La stessa idea è quella che da molti anni ha messo in pratica la Cina, che ha costruito una costellazione di basi sotterranee per la propria flotta. La più importante è quella in grado di ospitare sottomarini nucleari, la base navale di Yulin sull'isola di Hainan nel Mar Cinese Meridionale. Il porto è uno dei centri nevralgici della rete costiera cinese, tanto che gli Stati Uniti da anni sorvegliano quel tratto di mare cercando di scrutare ogni minimo dettaglio che possa svelare qualcosa di più della flotta di Pechino. E tra satelliti e aerei da ricognizione, Washington è riuscita a ottenere quantomeno la prova che il tunnel scavato sulla costa di Yulin è proprio una galleria usata dai sottomarini della Repubblica popolare. Ma questa base navale non è l’unica ad avere una conformazione così particolare. La Marina cinese ne possiede un’altra sempre con una galleria che dà direttamente sul mare, la base di Jianggezhuang, vicino a Qingdao. E secondo l’esperto H. I. Sutton, dei tunnel sono stati avvistati anche nella base di Xiachuan Dao e in quella per i sottomarini di Xiangshan. Una strana galleria è stata osservata anche su un'isola a sud di Shipuzhen, così come a Daishan. E tunnel ci sono anche in zone dove potrebbero essere usati per altri tipi di scopi, per esempio nascondere i missili.

I vantaggi

Nell’era attuale, con missili in grado di colpire in grande profondità, bombe antibunker e missili estremamente precisi, per molti può sembrare desueto usare questo tipo di gallerie.
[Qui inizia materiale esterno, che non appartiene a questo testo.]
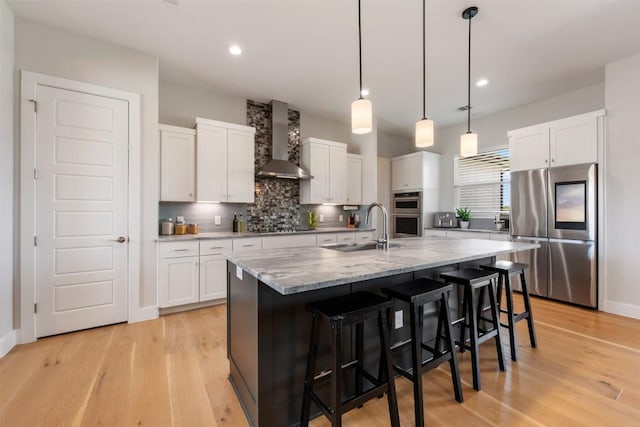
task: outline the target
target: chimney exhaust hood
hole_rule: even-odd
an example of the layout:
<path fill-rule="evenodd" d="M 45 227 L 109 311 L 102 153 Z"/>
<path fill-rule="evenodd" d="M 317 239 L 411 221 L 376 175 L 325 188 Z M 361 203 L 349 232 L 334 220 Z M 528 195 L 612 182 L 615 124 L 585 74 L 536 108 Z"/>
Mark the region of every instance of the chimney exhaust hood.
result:
<path fill-rule="evenodd" d="M 289 113 L 285 102 L 271 101 L 272 159 L 256 174 L 260 178 L 311 179 L 309 172 L 289 161 Z"/>

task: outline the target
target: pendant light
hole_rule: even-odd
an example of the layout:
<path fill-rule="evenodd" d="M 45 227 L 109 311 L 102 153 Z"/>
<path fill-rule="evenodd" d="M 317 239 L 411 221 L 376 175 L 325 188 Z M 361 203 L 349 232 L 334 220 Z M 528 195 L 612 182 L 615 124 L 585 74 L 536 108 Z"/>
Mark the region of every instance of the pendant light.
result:
<path fill-rule="evenodd" d="M 422 119 L 416 122 L 415 144 L 417 148 L 431 147 L 433 145 L 433 120 L 427 118 L 427 79 L 426 79 L 426 0 L 422 0 Z"/>
<path fill-rule="evenodd" d="M 460 136 L 460 156 L 468 157 L 478 154 L 478 134 L 471 132 L 471 19 L 478 14 L 478 8 L 469 7 L 462 12 L 462 17 L 469 20 L 469 57 L 467 68 L 467 133 Z"/>
<path fill-rule="evenodd" d="M 360 95 L 351 103 L 351 132 L 369 133 L 373 130 L 371 101 L 362 96 L 362 25 L 360 22 L 360 0 L 358 0 L 358 55 L 360 64 Z"/>

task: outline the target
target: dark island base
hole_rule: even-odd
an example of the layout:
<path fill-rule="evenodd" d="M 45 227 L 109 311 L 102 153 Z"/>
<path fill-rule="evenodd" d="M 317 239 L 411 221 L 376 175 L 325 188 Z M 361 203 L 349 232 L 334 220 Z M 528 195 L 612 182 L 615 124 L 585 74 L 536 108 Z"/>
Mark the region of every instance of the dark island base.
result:
<path fill-rule="evenodd" d="M 309 350 L 311 315 L 305 306 L 318 301 L 352 292 L 369 290 L 380 292 L 382 287 L 413 280 L 414 277 L 438 279 L 445 271 L 475 267 L 495 258 L 485 258 L 463 264 L 453 264 L 414 273 L 403 273 L 379 279 L 335 286 L 292 295 L 281 295 L 246 272 L 242 279 L 236 274 L 235 264 L 227 263 L 227 356 L 229 380 L 253 426 L 295 426 L 299 424 L 302 408 L 302 390 Z M 454 317 L 458 313 L 458 295 L 454 292 L 449 304 Z M 392 343 L 409 338 L 408 306 L 396 305 L 404 310 L 404 324 L 392 331 Z M 425 307 L 425 341 L 433 339 L 436 317 L 435 307 Z M 393 317 L 393 314 L 392 314 Z M 349 330 L 345 330 L 345 360 L 355 354 Z M 322 331 L 318 353 L 319 371 L 328 370 L 329 330 Z M 375 372 L 379 350 L 373 324 L 365 327 L 365 365 Z M 397 355 L 396 363 L 409 365 L 408 349 Z M 346 384 L 353 384 L 347 379 Z M 347 386 L 348 387 L 348 386 Z M 348 392 L 348 390 L 347 390 Z M 320 392 L 322 395 L 322 392 Z"/>

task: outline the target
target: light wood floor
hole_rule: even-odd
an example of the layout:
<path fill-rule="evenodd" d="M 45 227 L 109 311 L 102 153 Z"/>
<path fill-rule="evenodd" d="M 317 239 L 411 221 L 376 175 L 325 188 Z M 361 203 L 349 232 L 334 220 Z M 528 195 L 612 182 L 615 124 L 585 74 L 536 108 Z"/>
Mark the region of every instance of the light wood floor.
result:
<path fill-rule="evenodd" d="M 427 425 L 639 426 L 640 321 L 533 304 L 539 348 L 520 322 L 520 359 L 500 373 L 485 343 L 481 392 L 465 353 L 463 404 L 446 364 L 425 374 Z M 227 380 L 225 316 L 222 305 L 18 346 L 0 359 L 0 426 L 245 426 Z M 396 384 L 401 423 L 412 426 L 411 383 Z M 349 412 L 344 424 L 388 425 L 386 399 Z"/>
Tuttavia, basi costruite in questo modo hanno alcuni vantaggi. Uno è certamente quello di proteggere meglio le imbarcazioni, tanto più i sottomarini, che si nascondono sotto centinaia di metri di roccia. Un altro vantaggio è quello di permettere soprattutto ai sommergibili di mantenere ancora di più l’anonimato, nascondendosi da occhi indiscreti non solo in navigazione ma anche quando sono fermi in un porto. C’è poi un altro vantaggio: che se scavati molto in profondità, come fa l’Iran tra le montagne, queste basi diventano centri operativi in grado di resistere anche a intensi bombardamenti, permettendo così il proseguimento delle attività anche se in guerra e nel mirino dei raid nemici. Infine, il grande obiettivo di una base con i tunnel è anche quello di rimanere lontani da occhi indiscreti, specialmente dagli aerei spia e dai satelliti avversari. Elementi che sono cruciali anche oggi, in una fase così tesa delle relazioni internazionali e in cui le grandi potenze cercano di ottenere qualsiasi vantaggio. Come quello di una base dismessa nell’Artico che però può essere l’occhio più indiscreto possibile per controllare i movimenti della flotta russa.